Dang It 6: Remember when I mentioned that I had a online training to attend? Well, this one sort of worked out as I read the time wrong and the class actually begins at 9:30 central, making it 10:30 am Toast Time. Although, you didn't think I could get away with it that easily did you?? Well, I didn't. The company that provides the training fails to send me the link to access the class and the phone number to dial in for the teleconference. 30 minutes later, all spent with customer service, I gain the required information and join up with class already in progress.
Dang It 7: I am now forced to sit through 8 plus hours of Quickbooks information. Sigh.....
Dang It 8: Stupid Toastie Detox Jam '09. I have to eat a salad for lunch and since I'm eating lunch at like 3pm because of this class, there is nothing left at the salad bar to choose from so I eat lettuce with carrots, peppers and onions. This isn't buffalo chicken nachos at all.
Dang It 9: Even though I have signed up for this training class, this does not give the Toast a get out of work free card. It is 6:45 at night and now I start what work I need to complete for tomorrow.
Dang It 10: I find out over the phone that a good friend is going through a rough patch with his special lady. The ever dreaded uber dang it!! I won't make any jokes about this; this kind of stuff sucks. I do my best to just offer to be there for a chat should it be needed. That being said, I want to find a weekend that I can head out his way for a visit. He lives in Boston, and I'm always up for a trip to Beantown. We'll just have to see whats in the the cards through the next few weeks as Boston isn't exactly around the corner. If I can swing a day off or two from work, I'll definitely do it.
Dang It 11: This is me being somewhat selfish. Kool-Aid is going through a rough patch at work, being that she works in HR and her company is currently executing a few "changes" at the office place. So, she's been working 'round the clock and been stressed out to the max. Why am I mentioning this?? Well, after a long day I'd like to be able to hang out with Kool-Aid and just forget about what ails us. Kool-Aid doesn't get home well after I, like 9:30 at night type of stuff. This is after she has been going into work all weekend and working super long hours for a few weeks now. And when we do hang around together, she's too burnt out or stressed out to really be there. It's frustrating, and difficult, and an all around dang it as I basically spent this last weekend, in it's entirety, alone. I know I shouldn't complain, and it's not her choosing. But what is this blog if it's not a place to just write shit out, vent, what-have-you. I remain, sitting idly by and taking it all with a grain of salt.
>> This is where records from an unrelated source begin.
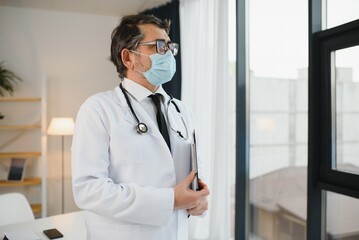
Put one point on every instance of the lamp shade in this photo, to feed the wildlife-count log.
(61, 126)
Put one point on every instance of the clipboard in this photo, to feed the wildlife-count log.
(194, 164)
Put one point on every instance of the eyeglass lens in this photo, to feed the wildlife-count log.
(162, 47)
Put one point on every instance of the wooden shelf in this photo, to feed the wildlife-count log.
(36, 208)
(20, 127)
(25, 182)
(19, 154)
(22, 99)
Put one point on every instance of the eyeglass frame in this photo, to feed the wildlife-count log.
(167, 46)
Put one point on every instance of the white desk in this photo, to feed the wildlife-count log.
(71, 225)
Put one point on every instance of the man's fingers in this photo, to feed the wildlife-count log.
(189, 178)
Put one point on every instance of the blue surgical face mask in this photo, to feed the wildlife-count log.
(162, 69)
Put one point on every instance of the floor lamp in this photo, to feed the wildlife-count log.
(61, 127)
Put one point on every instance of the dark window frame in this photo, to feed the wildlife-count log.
(327, 41)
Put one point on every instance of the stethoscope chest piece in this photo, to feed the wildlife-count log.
(141, 128)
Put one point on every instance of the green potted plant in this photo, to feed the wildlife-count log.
(7, 81)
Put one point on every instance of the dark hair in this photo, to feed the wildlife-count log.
(128, 35)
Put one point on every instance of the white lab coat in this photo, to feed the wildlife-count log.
(124, 180)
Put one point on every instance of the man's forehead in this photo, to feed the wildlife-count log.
(153, 32)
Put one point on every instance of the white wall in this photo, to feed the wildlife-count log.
(72, 50)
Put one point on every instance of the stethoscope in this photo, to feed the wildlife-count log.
(142, 127)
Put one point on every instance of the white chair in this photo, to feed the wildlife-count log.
(14, 208)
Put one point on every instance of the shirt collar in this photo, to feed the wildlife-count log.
(139, 92)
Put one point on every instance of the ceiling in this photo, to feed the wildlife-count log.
(101, 7)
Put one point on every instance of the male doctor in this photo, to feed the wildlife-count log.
(129, 175)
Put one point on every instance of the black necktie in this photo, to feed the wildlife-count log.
(156, 98)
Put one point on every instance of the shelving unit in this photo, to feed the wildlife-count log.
(7, 128)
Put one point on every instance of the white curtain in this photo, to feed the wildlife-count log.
(204, 49)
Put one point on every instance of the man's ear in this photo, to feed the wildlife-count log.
(126, 58)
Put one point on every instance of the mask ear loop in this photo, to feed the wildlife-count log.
(141, 127)
(178, 110)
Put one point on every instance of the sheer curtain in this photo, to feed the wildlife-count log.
(205, 90)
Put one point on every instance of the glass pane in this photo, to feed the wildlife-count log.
(232, 108)
(342, 217)
(346, 77)
(341, 11)
(278, 118)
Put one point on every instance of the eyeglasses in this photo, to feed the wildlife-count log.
(162, 46)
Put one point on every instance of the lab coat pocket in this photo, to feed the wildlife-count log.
(126, 145)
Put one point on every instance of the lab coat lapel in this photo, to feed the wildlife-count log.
(141, 115)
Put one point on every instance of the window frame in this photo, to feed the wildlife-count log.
(327, 41)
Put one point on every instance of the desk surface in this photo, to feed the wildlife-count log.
(71, 225)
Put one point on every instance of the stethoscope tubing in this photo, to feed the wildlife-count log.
(142, 127)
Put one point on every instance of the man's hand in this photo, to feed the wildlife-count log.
(194, 201)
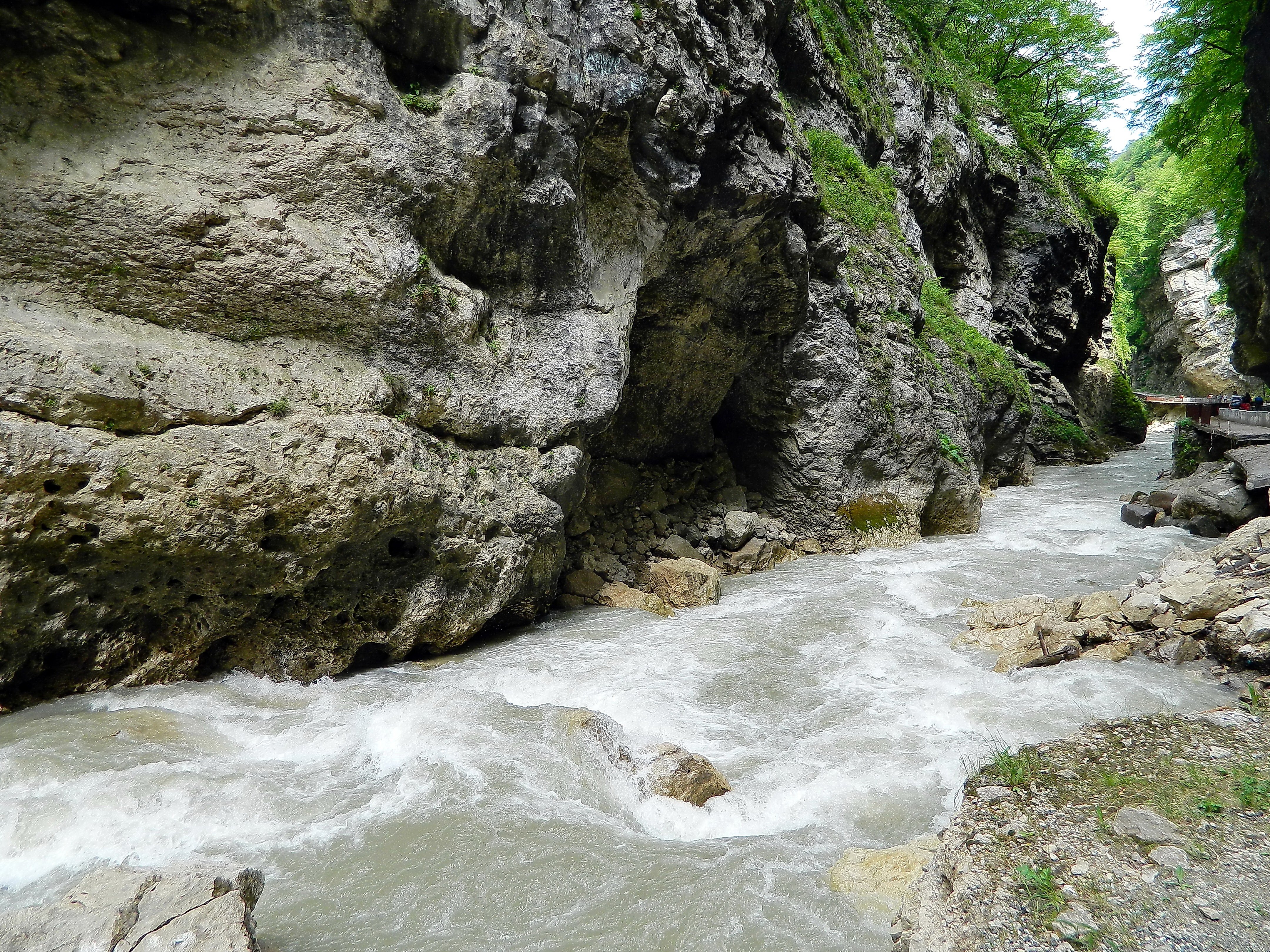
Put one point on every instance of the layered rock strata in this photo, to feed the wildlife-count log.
(122, 909)
(318, 315)
(1189, 326)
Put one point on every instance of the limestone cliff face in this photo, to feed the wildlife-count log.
(317, 315)
(1249, 277)
(1191, 331)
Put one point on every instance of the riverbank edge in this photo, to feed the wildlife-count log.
(1037, 857)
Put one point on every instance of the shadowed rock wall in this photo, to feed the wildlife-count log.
(318, 315)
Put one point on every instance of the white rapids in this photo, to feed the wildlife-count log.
(442, 808)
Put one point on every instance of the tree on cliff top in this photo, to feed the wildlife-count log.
(1047, 60)
(1193, 61)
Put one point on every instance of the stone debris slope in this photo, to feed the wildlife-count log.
(1145, 834)
(1209, 605)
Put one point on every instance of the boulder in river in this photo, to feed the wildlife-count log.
(670, 771)
(684, 583)
(661, 770)
(677, 548)
(619, 596)
(121, 909)
(1140, 516)
(882, 876)
(738, 529)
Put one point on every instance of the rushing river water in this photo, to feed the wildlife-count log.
(442, 808)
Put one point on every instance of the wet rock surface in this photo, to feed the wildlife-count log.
(1060, 865)
(1189, 332)
(1211, 605)
(586, 258)
(660, 770)
(122, 909)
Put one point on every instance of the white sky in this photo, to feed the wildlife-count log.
(1132, 19)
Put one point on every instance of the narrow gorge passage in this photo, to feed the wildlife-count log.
(442, 807)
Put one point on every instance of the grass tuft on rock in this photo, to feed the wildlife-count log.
(1188, 452)
(1052, 428)
(850, 191)
(987, 363)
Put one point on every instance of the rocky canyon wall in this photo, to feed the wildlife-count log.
(1249, 276)
(1189, 326)
(337, 332)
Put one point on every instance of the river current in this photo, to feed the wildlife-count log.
(442, 807)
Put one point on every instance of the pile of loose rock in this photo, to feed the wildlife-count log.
(1211, 502)
(1208, 605)
(660, 537)
(1144, 834)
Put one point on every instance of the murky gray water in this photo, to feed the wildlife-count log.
(441, 809)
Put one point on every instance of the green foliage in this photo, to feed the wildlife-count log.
(1155, 193)
(1194, 97)
(1052, 428)
(1253, 789)
(1127, 409)
(987, 363)
(1208, 807)
(417, 100)
(1188, 452)
(952, 451)
(1041, 889)
(850, 191)
(1015, 770)
(845, 30)
(1047, 60)
(873, 513)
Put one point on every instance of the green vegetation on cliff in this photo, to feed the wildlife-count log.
(1047, 60)
(850, 191)
(1193, 160)
(987, 363)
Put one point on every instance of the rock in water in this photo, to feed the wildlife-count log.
(684, 583)
(679, 548)
(1146, 827)
(618, 596)
(674, 772)
(1138, 514)
(882, 876)
(664, 770)
(121, 909)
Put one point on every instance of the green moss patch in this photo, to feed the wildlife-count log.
(850, 191)
(987, 363)
(1052, 428)
(873, 513)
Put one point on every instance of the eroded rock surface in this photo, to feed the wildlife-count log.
(1198, 605)
(660, 770)
(335, 334)
(122, 909)
(1097, 878)
(1189, 329)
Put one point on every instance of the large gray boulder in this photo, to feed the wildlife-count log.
(1220, 497)
(122, 909)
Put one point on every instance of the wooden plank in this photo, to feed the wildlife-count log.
(1253, 464)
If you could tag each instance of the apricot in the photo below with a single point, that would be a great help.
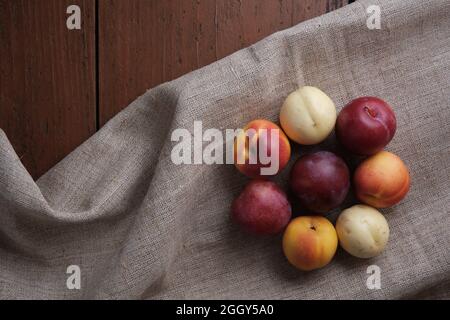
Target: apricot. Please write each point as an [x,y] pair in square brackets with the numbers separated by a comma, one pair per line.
[382,180]
[310,242]
[261,149]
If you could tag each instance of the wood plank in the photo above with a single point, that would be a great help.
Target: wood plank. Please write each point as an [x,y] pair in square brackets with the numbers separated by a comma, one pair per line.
[47,79]
[144,43]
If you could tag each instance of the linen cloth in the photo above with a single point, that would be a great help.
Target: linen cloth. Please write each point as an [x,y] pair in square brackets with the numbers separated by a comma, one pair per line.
[141,227]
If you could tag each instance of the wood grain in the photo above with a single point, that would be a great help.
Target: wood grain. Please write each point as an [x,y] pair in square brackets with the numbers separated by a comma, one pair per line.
[144,43]
[47,79]
[57,87]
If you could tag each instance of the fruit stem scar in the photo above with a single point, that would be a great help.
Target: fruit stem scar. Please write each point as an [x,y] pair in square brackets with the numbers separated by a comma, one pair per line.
[370,112]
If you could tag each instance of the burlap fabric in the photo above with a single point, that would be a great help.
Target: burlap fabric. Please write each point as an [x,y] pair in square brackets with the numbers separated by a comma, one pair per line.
[141,227]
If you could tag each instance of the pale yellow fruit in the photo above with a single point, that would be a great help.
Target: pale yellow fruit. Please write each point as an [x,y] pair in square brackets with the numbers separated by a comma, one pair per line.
[362,231]
[308,115]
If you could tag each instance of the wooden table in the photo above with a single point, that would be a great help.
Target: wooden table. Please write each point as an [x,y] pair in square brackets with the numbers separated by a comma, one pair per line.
[59,86]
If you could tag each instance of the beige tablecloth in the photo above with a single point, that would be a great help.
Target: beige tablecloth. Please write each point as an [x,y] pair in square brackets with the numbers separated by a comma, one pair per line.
[139,226]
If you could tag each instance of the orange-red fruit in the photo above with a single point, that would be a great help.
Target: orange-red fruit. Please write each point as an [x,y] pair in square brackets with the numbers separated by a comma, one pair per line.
[262,208]
[244,151]
[382,180]
[310,242]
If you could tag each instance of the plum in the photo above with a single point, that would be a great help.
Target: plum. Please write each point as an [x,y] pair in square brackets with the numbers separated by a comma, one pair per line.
[320,181]
[366,125]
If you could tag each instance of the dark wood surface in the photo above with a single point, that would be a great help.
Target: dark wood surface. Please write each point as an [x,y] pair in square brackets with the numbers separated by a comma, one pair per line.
[47,79]
[57,86]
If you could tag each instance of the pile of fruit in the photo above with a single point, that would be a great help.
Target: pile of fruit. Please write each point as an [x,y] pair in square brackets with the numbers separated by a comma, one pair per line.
[321,181]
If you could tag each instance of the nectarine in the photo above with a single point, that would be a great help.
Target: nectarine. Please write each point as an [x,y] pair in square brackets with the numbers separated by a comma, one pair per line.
[362,231]
[262,208]
[308,115]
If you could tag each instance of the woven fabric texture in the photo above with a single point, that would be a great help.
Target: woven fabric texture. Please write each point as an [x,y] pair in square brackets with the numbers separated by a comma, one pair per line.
[141,227]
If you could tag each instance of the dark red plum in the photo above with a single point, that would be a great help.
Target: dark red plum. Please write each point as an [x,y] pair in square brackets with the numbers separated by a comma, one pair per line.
[366,125]
[262,208]
[320,181]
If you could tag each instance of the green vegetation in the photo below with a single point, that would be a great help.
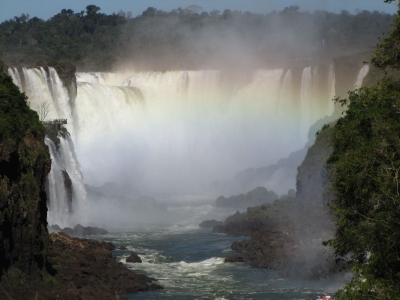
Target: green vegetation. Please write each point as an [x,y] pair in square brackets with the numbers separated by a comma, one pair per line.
[17,120]
[53,132]
[186,38]
[279,211]
[365,180]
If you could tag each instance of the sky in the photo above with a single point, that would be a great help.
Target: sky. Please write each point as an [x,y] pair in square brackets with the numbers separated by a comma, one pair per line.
[45,9]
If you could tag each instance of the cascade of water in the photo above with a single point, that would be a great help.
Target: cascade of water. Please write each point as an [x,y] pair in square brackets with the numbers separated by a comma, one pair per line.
[180,127]
[67,203]
[332,90]
[361,75]
[183,129]
[43,87]
[306,98]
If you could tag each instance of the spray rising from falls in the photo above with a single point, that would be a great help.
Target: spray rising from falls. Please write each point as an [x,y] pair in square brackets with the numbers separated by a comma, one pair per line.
[67,195]
[178,131]
[175,132]
[65,185]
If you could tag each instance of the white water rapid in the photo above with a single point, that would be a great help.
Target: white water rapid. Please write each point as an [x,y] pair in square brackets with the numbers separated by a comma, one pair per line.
[67,206]
[168,133]
[44,86]
[178,131]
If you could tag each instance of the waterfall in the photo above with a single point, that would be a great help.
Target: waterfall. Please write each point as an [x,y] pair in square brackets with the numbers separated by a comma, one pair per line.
[166,131]
[177,131]
[361,75]
[67,194]
[67,207]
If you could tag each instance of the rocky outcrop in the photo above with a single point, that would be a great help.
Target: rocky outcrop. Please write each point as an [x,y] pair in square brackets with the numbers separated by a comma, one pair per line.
[84,269]
[68,188]
[24,165]
[210,223]
[287,235]
[255,197]
[133,258]
[312,175]
[34,264]
[79,230]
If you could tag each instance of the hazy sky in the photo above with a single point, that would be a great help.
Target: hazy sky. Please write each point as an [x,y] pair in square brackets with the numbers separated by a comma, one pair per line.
[45,9]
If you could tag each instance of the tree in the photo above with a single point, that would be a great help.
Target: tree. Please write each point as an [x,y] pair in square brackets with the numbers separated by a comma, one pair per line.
[365,166]
[43,110]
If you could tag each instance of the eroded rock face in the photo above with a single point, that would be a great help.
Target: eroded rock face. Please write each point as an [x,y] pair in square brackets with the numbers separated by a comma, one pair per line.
[210,223]
[79,230]
[133,258]
[24,165]
[291,244]
[86,270]
[312,175]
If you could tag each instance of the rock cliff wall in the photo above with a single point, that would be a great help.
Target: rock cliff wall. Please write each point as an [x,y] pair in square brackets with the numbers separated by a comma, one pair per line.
[24,165]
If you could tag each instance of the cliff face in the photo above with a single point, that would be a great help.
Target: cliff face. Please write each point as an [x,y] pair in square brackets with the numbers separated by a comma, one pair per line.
[312,174]
[24,165]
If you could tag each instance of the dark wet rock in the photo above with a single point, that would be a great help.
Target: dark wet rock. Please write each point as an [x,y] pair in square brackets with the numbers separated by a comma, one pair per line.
[87,268]
[155,286]
[68,188]
[78,230]
[258,196]
[134,258]
[210,223]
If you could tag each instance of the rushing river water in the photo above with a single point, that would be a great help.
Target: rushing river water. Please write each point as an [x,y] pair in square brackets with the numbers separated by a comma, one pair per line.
[189,263]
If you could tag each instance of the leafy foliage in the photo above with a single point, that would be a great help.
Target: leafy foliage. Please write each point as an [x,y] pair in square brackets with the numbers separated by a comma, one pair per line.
[366,169]
[17,120]
[184,38]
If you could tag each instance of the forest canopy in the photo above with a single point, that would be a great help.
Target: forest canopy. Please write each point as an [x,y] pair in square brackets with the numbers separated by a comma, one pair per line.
[186,38]
[365,166]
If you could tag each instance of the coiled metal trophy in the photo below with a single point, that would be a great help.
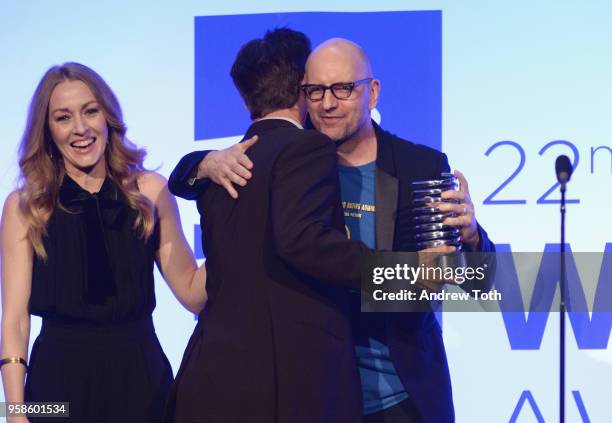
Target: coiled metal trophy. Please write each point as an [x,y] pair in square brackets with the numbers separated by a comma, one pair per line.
[428,229]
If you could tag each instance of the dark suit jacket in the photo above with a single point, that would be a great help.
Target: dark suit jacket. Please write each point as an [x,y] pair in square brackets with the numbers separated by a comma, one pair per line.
[414,339]
[274,341]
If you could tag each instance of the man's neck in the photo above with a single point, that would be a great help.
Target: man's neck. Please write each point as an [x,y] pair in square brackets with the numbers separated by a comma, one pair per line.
[292,114]
[360,149]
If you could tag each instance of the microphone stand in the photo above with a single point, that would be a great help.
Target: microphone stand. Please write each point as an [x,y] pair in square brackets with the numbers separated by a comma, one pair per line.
[562,284]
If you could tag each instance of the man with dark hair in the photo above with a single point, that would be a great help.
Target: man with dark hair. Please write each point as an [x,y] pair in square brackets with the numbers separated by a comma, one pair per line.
[274,341]
[401,358]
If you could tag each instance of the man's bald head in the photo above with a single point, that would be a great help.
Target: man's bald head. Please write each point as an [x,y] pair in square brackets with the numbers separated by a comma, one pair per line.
[341,50]
[344,65]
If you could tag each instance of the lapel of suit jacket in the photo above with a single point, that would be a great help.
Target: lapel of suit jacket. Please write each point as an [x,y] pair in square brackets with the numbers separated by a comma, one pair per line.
[387,188]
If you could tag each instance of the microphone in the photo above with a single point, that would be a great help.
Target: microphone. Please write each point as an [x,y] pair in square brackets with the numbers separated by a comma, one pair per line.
[563,167]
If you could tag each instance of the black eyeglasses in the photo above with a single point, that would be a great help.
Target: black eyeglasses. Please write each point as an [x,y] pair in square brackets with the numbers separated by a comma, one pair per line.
[340,90]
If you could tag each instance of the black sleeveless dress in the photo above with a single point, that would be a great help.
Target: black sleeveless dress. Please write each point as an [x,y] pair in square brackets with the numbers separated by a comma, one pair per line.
[97,348]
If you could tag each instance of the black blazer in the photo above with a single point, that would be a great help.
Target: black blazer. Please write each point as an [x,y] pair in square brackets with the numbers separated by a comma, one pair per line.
[414,339]
[274,341]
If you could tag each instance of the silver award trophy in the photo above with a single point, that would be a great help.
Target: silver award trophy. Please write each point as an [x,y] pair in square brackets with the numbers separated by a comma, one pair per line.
[427,230]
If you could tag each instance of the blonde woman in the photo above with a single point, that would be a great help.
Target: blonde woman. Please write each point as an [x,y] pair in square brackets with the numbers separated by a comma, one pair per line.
[79,240]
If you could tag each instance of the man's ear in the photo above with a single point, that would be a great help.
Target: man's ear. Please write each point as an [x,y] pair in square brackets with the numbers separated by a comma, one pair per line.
[374,91]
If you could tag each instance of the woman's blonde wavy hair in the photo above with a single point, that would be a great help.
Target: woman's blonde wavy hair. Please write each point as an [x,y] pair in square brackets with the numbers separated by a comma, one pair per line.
[42,165]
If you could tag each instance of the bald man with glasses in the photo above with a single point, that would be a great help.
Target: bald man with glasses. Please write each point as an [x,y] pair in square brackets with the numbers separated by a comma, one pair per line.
[401,357]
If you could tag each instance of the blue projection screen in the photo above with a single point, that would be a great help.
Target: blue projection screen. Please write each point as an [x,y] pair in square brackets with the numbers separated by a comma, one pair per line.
[502,88]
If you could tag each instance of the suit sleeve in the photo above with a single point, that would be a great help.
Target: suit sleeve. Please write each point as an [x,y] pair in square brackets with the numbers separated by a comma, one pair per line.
[483,256]
[187,167]
[305,194]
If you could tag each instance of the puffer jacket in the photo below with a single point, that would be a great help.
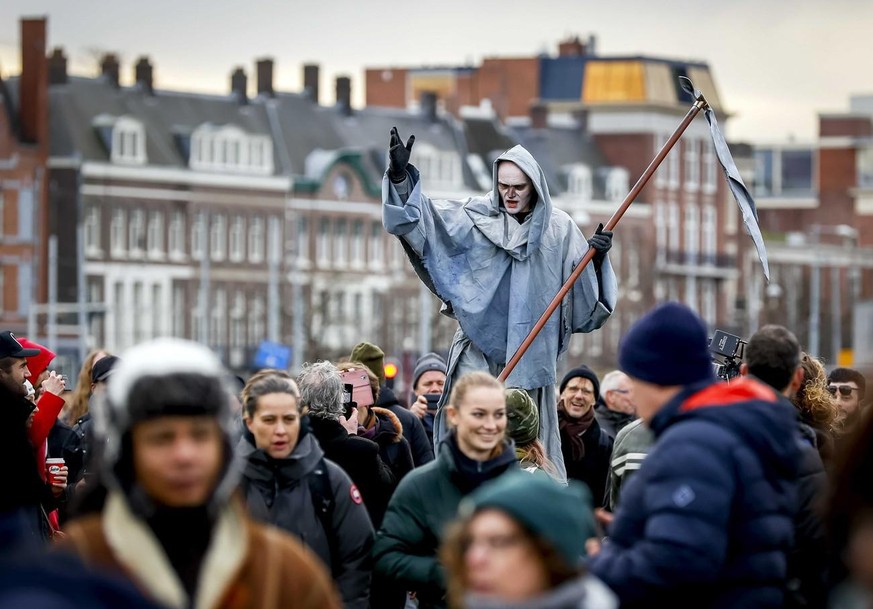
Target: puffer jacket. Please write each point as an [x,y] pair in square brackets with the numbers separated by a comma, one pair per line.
[393,446]
[277,491]
[708,521]
[405,551]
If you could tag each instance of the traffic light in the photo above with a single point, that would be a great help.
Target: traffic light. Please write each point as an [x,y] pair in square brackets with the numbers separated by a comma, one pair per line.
[391,368]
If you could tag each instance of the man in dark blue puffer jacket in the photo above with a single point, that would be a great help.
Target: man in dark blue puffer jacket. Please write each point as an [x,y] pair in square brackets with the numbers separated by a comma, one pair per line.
[708,519]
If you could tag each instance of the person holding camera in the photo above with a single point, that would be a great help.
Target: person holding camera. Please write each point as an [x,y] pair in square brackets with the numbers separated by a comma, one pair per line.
[428,382]
[321,393]
[377,424]
[496,261]
[287,482]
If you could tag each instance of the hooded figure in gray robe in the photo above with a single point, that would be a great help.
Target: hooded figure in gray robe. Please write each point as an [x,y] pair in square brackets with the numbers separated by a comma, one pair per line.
[497,275]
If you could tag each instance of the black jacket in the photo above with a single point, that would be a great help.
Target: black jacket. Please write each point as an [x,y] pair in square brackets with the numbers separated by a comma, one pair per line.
[23,489]
[593,469]
[808,560]
[277,492]
[413,429]
[359,458]
[611,421]
[393,447]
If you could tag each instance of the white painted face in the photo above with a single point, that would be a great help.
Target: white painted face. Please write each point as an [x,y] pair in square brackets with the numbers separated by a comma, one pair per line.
[515,188]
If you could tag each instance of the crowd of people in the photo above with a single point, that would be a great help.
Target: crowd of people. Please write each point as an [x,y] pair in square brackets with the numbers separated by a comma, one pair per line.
[161,480]
[683,490]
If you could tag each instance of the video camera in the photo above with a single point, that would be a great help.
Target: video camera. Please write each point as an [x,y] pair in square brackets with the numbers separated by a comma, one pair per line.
[727,354]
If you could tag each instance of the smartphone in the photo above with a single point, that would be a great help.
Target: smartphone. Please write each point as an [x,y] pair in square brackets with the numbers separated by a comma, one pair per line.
[348,404]
[362,392]
[432,400]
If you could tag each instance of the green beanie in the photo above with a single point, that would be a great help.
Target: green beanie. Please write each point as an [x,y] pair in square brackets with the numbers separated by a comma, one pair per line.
[560,514]
[522,417]
[372,357]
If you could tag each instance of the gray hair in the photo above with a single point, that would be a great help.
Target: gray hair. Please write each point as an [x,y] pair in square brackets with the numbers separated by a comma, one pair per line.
[611,381]
[321,389]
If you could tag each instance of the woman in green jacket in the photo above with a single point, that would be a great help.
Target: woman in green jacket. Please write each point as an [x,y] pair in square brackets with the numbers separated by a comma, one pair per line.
[427,499]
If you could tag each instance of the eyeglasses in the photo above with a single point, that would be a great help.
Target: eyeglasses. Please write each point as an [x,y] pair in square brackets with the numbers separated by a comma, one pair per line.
[844,390]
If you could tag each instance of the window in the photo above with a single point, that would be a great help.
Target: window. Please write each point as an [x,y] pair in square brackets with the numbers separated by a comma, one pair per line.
[692,233]
[358,243]
[302,247]
[376,253]
[865,167]
[179,306]
[117,233]
[218,237]
[217,329]
[128,142]
[709,234]
[660,230]
[710,167]
[256,239]
[92,231]
[692,164]
[237,230]
[229,148]
[673,226]
[136,232]
[157,311]
[322,243]
[256,320]
[579,182]
[155,236]
[119,307]
[177,235]
[139,311]
[673,169]
[616,183]
[341,242]
[198,230]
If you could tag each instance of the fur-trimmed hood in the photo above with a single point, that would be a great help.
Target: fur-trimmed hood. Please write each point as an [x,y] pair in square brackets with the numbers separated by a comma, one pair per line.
[388,424]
Well, there you have it. By the time I got home all that I was able to do for myself was to eat a couple of leftover peanut m&m's from the Super Bowl for dinner and watch a few episodes of 30 Rock to get me to forget about the crap day that I had. Oh, these dang it's don't stop here either. I forgot my lunch at home this morning. Faaaantastic. Eh...here's to keep on keepin' on I guess. It can't be all bad right??
1 comment:
Maybe this'll cheer ya up buddy, "See, Columbo, he pretends to be dumb, bu really he's sharp like tack!"